Die Hochschule wurde 1472 in Ingolstadt gegründet und zog 1800 nach Landshut, bevor sie 1826 ihren endgültigen Platz in München fand. König Ludwig I. ließ das Hauptgebäude errichten und benannte die Universität nach sich selbst und seinem Sohn Maximilian II.
Der Name ehrt König Ludwig I. von Bayern und seinen Sohn Maximilian II., die beide die Entwicklung der Hochschule förderten und ihr heutiges Gesicht prägten. Studierende aus über hundert Ländern beleben die Hörsäle und Bibliotheken, wobei sich der Alltag zwischen Vorlesungen, Seminaren und gemeinsamer Arbeit in den Lesesälen abspielt.

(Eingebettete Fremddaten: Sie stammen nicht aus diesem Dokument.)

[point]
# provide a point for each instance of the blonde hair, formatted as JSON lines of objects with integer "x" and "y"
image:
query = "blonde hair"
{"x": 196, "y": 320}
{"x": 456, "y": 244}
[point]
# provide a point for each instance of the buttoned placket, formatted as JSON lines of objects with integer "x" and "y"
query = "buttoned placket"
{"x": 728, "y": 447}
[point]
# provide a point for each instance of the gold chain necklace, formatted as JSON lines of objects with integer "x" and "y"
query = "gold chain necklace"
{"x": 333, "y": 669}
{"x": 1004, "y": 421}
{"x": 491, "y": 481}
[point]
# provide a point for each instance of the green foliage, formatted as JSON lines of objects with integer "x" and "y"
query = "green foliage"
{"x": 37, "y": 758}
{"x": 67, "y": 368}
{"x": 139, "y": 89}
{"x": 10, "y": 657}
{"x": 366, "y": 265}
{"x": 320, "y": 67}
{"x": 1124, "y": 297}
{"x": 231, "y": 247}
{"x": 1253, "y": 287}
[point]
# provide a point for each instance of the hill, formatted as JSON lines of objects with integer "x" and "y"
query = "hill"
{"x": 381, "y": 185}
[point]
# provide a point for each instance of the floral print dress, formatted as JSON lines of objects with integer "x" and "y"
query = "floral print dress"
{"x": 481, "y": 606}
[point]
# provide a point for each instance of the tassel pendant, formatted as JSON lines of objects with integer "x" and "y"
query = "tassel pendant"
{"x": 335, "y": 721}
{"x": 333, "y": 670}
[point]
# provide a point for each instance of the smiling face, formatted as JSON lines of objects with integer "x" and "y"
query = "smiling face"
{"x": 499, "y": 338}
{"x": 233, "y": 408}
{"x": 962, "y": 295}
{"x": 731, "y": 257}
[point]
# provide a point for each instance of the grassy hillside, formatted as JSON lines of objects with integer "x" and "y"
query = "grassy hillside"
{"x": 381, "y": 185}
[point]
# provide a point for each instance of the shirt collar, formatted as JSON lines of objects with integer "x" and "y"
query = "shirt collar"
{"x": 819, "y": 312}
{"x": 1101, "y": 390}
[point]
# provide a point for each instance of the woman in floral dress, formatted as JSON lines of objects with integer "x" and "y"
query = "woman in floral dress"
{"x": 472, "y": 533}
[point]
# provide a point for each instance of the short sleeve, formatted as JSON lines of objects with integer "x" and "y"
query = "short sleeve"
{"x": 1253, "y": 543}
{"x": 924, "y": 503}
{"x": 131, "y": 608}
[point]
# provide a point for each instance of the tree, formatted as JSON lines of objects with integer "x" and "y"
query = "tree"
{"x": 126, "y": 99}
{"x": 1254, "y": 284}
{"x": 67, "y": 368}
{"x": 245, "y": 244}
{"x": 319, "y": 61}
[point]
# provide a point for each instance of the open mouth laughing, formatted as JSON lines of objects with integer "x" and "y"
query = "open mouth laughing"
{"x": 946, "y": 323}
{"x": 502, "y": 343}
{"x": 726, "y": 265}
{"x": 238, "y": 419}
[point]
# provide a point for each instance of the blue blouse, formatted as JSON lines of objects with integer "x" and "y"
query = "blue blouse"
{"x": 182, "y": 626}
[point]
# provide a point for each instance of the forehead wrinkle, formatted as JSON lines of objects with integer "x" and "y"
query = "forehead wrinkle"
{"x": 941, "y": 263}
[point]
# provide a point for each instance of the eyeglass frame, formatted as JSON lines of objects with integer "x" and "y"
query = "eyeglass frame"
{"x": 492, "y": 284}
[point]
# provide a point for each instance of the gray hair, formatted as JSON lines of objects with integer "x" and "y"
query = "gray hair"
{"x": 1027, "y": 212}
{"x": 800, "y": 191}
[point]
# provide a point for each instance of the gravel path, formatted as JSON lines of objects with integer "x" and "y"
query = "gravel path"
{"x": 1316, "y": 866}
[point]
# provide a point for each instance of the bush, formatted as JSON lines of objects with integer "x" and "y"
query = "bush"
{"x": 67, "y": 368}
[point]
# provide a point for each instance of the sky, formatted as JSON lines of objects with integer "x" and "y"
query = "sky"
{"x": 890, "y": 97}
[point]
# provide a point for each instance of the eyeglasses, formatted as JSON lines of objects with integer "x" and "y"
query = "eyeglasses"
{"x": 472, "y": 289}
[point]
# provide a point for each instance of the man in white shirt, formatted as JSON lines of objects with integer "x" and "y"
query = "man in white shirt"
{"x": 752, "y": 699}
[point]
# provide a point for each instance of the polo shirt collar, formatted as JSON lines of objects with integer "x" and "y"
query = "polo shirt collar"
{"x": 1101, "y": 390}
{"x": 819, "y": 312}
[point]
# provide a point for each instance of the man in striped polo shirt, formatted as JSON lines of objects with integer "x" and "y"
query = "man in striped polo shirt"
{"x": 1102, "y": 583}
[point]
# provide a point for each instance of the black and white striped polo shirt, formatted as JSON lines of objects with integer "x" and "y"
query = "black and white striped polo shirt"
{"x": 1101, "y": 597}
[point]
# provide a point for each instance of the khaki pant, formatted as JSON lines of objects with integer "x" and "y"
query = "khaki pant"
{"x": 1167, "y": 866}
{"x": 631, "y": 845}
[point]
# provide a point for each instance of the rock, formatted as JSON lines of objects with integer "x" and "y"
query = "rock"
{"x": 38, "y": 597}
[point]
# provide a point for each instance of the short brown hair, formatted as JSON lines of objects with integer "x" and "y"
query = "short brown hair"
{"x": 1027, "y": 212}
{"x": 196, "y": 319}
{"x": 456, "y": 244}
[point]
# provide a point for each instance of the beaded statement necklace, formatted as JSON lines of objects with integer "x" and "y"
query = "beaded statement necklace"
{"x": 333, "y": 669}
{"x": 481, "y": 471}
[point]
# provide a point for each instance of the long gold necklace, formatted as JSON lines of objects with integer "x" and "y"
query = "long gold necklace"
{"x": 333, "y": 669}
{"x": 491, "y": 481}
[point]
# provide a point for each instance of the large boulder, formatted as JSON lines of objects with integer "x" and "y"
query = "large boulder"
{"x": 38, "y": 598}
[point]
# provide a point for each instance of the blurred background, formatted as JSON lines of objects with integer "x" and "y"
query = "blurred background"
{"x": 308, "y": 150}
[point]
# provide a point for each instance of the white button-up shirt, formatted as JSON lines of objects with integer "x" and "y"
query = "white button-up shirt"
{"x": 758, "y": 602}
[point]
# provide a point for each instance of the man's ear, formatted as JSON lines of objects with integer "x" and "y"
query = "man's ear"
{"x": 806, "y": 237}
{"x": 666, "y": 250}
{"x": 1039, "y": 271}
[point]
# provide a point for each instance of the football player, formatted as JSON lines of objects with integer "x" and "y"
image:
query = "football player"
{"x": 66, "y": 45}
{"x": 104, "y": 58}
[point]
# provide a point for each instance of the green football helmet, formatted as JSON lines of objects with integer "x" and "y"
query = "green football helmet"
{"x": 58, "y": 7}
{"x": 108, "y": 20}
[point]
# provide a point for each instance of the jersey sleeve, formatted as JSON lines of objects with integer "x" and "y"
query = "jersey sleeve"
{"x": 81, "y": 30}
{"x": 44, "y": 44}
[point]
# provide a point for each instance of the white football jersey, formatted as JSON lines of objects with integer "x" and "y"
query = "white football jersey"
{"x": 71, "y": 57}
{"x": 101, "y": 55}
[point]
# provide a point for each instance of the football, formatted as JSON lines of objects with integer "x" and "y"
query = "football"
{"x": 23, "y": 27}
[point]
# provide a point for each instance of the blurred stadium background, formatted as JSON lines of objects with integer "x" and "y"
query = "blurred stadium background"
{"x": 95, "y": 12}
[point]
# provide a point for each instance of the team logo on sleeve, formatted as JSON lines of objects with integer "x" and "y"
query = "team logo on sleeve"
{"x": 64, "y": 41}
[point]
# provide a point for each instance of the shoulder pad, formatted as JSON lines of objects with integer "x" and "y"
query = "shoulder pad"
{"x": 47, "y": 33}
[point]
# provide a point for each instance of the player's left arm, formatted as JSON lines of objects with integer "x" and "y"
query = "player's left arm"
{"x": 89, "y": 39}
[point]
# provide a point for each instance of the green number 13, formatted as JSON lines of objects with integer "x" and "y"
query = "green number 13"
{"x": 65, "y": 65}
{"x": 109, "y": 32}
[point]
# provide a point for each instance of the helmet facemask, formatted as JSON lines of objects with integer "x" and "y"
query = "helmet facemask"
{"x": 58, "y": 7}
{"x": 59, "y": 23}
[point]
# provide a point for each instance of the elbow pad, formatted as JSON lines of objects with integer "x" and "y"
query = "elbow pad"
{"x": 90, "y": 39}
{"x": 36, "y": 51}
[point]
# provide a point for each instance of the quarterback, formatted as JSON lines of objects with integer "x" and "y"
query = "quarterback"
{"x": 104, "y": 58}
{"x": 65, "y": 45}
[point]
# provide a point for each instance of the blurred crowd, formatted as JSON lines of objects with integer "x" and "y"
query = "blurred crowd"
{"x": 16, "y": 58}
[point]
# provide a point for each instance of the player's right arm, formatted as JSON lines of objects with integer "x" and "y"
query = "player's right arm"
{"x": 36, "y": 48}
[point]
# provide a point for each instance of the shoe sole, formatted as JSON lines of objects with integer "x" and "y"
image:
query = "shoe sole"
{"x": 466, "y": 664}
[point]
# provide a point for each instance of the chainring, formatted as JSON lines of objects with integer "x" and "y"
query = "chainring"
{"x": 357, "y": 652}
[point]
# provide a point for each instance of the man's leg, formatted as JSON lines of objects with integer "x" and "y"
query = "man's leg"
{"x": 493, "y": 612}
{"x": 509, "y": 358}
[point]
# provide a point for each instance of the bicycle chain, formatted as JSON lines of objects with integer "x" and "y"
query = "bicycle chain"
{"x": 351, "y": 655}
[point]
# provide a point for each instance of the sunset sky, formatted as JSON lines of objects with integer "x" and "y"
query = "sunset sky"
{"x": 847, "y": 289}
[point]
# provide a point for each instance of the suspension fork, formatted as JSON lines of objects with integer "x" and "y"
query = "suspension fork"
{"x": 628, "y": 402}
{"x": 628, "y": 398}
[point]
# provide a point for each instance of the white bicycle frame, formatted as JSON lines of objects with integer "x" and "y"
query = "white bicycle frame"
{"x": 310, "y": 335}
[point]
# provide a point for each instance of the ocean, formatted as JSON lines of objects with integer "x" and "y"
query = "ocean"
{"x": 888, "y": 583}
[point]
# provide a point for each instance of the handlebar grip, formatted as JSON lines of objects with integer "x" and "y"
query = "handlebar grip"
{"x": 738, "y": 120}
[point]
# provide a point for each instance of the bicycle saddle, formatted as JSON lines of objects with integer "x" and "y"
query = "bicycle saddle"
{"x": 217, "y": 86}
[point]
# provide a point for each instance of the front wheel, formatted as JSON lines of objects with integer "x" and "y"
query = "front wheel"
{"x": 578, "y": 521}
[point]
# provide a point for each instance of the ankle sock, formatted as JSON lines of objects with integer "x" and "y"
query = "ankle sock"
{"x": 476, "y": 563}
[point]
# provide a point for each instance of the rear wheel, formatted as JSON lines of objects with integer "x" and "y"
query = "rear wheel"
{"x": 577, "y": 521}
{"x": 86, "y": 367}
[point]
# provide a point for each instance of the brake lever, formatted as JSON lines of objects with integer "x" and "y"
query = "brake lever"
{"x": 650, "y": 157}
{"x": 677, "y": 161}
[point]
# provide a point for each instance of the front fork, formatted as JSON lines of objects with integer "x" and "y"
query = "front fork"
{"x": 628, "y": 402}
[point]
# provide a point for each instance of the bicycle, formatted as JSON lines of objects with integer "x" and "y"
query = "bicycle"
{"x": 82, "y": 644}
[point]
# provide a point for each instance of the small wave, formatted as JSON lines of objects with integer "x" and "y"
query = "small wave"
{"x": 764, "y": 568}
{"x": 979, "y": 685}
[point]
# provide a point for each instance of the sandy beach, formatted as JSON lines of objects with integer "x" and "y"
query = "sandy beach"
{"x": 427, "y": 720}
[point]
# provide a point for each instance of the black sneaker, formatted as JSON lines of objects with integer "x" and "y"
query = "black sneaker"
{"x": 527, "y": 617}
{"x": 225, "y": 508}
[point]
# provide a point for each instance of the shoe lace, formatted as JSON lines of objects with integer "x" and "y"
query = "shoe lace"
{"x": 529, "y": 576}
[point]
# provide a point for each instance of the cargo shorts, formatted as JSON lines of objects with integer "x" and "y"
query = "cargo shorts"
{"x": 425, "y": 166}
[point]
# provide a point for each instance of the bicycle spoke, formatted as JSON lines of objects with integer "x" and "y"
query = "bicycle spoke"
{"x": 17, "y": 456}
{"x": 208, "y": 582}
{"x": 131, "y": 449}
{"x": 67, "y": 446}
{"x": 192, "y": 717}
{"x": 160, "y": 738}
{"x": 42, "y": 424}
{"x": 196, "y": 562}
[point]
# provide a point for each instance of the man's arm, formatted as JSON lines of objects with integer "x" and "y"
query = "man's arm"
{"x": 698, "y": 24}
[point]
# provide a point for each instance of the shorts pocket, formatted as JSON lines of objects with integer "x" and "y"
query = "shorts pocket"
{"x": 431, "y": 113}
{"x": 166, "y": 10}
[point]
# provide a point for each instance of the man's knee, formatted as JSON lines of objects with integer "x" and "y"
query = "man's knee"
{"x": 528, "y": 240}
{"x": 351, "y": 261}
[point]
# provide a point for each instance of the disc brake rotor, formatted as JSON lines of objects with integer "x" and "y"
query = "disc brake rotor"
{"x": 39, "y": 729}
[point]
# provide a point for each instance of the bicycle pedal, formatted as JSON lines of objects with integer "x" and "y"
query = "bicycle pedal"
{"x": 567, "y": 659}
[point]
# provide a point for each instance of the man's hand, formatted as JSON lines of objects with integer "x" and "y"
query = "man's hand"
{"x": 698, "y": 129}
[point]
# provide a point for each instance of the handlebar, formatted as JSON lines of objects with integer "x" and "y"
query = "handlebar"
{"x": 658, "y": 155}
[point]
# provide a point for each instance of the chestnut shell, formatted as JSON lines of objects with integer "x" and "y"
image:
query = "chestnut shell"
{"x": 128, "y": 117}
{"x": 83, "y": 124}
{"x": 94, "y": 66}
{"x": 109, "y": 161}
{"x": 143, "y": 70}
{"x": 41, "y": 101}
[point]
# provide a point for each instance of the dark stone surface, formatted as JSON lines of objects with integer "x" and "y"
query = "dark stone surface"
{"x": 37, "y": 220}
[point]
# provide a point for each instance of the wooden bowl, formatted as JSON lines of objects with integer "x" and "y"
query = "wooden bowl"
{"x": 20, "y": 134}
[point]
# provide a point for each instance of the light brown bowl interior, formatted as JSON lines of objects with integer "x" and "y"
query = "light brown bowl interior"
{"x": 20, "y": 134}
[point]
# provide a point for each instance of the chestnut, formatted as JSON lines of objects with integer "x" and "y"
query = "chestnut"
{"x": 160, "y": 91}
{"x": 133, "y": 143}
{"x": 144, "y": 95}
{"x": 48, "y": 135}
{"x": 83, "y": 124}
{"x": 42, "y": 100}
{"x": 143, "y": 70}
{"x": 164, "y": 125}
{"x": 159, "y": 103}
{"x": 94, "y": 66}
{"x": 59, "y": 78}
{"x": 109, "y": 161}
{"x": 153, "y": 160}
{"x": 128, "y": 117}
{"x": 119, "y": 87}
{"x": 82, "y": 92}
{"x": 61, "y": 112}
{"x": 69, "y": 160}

Das Hauptgebäude und die Fakultäten sind mit öffentlichen Verkehrsmitteln gut erreichbar, wobei U-Bahn-Stationen in der Nähe der meisten Standorte liegen. Besuchertage und öffentliche Vorträge finden regelmäßig statt, während die Gebäude tagsüber für Interessierte zugänglich sind.
Vierundvierzig Nobelpreisträger haben hier studiert oder geforscht, darunter Wilhelm Röntgen, der die nach ihm benannten Strahlen entdeckte. Max Planck und Werner Heisenberg entwickelten an dieser Hochschule grundlegende Theorien der Quantenphysik, die unser Verständnis der Materie veränderten.